Day 3: This day started out beautiful with sunny skies. A storm was coming, but I was hopeful that we may miss the weather and still get this done on Day 3.
Dylan kept busy by playing with the chickens and wild roosters in the field. All day long those roosters were crowing.
I broke out the Iwata airbrush and started adding detail to the funny characters; the buzzard, the pigs and the rattlesnake. This was the fun part!
Then, about noon, the sky turned black. Davon, always prepared, had huge tarps ready to go on the roof of the trailer. We got ready for the rain by throwing down the tarps. Just then, the wind picked up at 40-50 miles per hour, throwing Davon and I around like rag-dolls across the field. It was gnarly!
It took us the rest of the day just to secure and protect the mural from the extreme weather. We were exhausted. There went my plan to finish early!
Day 4: Was a bummer. Water was leaking all over the mural. It was a constant battle of man vs. rain. The wind was so violent that it threw cinder blocks off of the roof of the trailer, almost killing us. The temperature dropped so much that I had to wear gloves because my hands were cold.
I didn’t get much painting done on Day 4. It was a losing battle. I decided to go inside and make stencils for the lettering.
It’s funny, people will ask me how I make things like my stencils, and the answer is surprisingly simple.
The stencils are made with simple construction paper, a pencil, a razor blade and tape. These are the tools that I used to make my stencils. No fancy machine that cuts out lettering for me. I’m amazed that in this computer age so many young artists don’t know how to use a ruler, simple math and a razor blade.
I cut the stencils out to scale perfectly. It took a lot of time and patience and focus. But in the end, it worked.

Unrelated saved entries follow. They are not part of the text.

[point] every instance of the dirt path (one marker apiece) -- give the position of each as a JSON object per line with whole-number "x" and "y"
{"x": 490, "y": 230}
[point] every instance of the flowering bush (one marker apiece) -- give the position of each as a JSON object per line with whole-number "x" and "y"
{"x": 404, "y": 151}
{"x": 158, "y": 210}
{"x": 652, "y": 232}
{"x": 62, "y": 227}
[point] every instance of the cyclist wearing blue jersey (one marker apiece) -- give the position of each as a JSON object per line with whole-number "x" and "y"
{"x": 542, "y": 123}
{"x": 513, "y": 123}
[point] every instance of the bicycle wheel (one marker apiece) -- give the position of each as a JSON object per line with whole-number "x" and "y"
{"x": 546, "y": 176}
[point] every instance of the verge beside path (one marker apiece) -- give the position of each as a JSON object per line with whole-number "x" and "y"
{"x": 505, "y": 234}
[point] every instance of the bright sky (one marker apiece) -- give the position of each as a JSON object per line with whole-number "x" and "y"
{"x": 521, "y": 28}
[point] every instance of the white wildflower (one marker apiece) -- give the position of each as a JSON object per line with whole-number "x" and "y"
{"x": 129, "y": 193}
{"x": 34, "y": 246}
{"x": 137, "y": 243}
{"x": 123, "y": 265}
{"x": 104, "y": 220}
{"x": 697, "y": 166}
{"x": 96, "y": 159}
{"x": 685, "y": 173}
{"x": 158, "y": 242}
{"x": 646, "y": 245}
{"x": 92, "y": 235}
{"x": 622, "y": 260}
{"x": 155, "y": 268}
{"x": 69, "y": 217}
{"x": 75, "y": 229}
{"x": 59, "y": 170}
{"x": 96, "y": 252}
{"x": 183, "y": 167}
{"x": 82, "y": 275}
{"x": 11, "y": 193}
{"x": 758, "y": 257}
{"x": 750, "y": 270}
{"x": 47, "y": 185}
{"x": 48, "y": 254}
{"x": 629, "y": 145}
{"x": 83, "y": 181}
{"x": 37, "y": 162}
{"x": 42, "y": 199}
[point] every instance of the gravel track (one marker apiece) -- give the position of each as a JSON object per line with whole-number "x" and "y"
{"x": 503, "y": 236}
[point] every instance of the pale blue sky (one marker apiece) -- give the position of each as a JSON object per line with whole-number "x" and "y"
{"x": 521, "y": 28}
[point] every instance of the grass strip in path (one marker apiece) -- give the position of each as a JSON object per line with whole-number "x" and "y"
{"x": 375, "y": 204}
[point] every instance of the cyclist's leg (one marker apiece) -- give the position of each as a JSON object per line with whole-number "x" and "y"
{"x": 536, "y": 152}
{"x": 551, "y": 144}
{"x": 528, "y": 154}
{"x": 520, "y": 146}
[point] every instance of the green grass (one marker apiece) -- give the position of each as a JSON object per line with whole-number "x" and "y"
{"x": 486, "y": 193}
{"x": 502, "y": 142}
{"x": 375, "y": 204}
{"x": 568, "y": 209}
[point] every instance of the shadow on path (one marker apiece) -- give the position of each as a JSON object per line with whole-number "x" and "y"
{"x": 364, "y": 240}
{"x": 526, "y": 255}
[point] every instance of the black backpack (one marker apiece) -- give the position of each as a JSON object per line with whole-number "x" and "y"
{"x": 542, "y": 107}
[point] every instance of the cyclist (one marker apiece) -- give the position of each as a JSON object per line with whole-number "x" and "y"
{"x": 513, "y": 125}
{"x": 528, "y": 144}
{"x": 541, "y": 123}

Day 5: We were staying at Davon’s mom’s awesome mountain house in Park City. The morning of Day 5 we woke up to beautiful snow covering my van and the world outside. Our commute to Salt Lake City was about 35 minutes each way, and the drive is on beautiful mountain roads.

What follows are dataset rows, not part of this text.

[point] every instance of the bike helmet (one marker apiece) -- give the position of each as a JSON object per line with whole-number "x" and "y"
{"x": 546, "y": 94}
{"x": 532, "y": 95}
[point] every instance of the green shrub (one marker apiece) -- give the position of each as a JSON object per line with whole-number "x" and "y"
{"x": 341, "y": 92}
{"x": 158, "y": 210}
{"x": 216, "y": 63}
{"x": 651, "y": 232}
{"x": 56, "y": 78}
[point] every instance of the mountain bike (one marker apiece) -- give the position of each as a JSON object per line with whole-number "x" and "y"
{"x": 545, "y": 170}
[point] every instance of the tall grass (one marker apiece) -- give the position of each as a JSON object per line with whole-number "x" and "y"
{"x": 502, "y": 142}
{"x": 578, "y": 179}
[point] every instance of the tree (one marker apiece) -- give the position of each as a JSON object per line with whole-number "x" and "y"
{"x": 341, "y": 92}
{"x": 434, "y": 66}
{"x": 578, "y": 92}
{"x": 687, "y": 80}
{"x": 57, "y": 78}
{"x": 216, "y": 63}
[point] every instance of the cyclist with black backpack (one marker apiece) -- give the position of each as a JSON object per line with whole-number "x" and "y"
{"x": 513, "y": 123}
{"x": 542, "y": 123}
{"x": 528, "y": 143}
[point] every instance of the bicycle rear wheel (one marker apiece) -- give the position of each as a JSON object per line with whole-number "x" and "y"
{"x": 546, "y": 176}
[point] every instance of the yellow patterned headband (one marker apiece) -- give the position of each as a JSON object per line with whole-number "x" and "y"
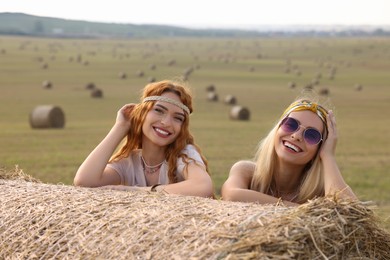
{"x": 169, "y": 100}
{"x": 307, "y": 105}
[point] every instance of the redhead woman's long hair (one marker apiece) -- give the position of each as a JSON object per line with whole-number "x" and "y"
{"x": 312, "y": 178}
{"x": 137, "y": 118}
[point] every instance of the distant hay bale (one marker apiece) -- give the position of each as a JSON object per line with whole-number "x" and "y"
{"x": 230, "y": 100}
{"x": 210, "y": 88}
{"x": 90, "y": 86}
{"x": 324, "y": 91}
{"x": 239, "y": 113}
{"x": 47, "y": 116}
{"x": 358, "y": 87}
{"x": 44, "y": 221}
{"x": 97, "y": 93}
{"x": 291, "y": 85}
{"x": 122, "y": 75}
{"x": 140, "y": 73}
{"x": 171, "y": 62}
{"x": 47, "y": 84}
{"x": 212, "y": 96}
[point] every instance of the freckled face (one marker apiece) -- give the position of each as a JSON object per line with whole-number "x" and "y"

But down in Salt Lake City, the rain and wind were still a problem.
I was determined to get this finished today. Working underneath the tarp was super difficult. But we had no choice.Davon did everything he could to stop the rain from getting in. He bought more tarps and parked his truck on the tarps so they wouldn’t blow away. We collected every rock, board and heavy object from the field and placed them on the tarp, trying to hold it down.
I finished the detail work with the airbrush. The final thing to do was spray the lettering. The custom-made stencils worked beautifully.
After spraying the stencils, I re-taped the lettering, adding a background behind the lettering. This detail added depth and energy to the lettering.
One of the most fun things was pulling the tape. Davon pulled the tape to reveal the name, PIPELINE CATERING, on the side of his new restaurant!
Just then, the rain stopped and the sun came out. The storm was over. We went up to the roof of the trailer and kicked the tarp off to see the finished mural from afar, for the first time.
It was awesome to see the results of our hard work.
The mural was finished in five days.
PARTYTIME! That night, we celebrated at Davon’s mom, Shelly’s, home. She also was on the Grand Canyon river trip last year, and she and her husband Barry hosted a party with almost all of the 14 people that were on that trip. We watched Go Pro video of our adventure down the Colorado River and talked story all night.
It was so great to reconnect with these wonderful people and let them meet my family. This is what life is all about.
I was honored to paint this mural for Davon’s project and see how one man’s dream and hard work materializes right in front of your eyes. The restaurant is finished, and now people “get it”!
I’m sure Davon is working hard in his restaurant right now, feeding hungry workers. If you happen to drive through Northern Utah, and you see flaming pigs, stop and get a bite to eat!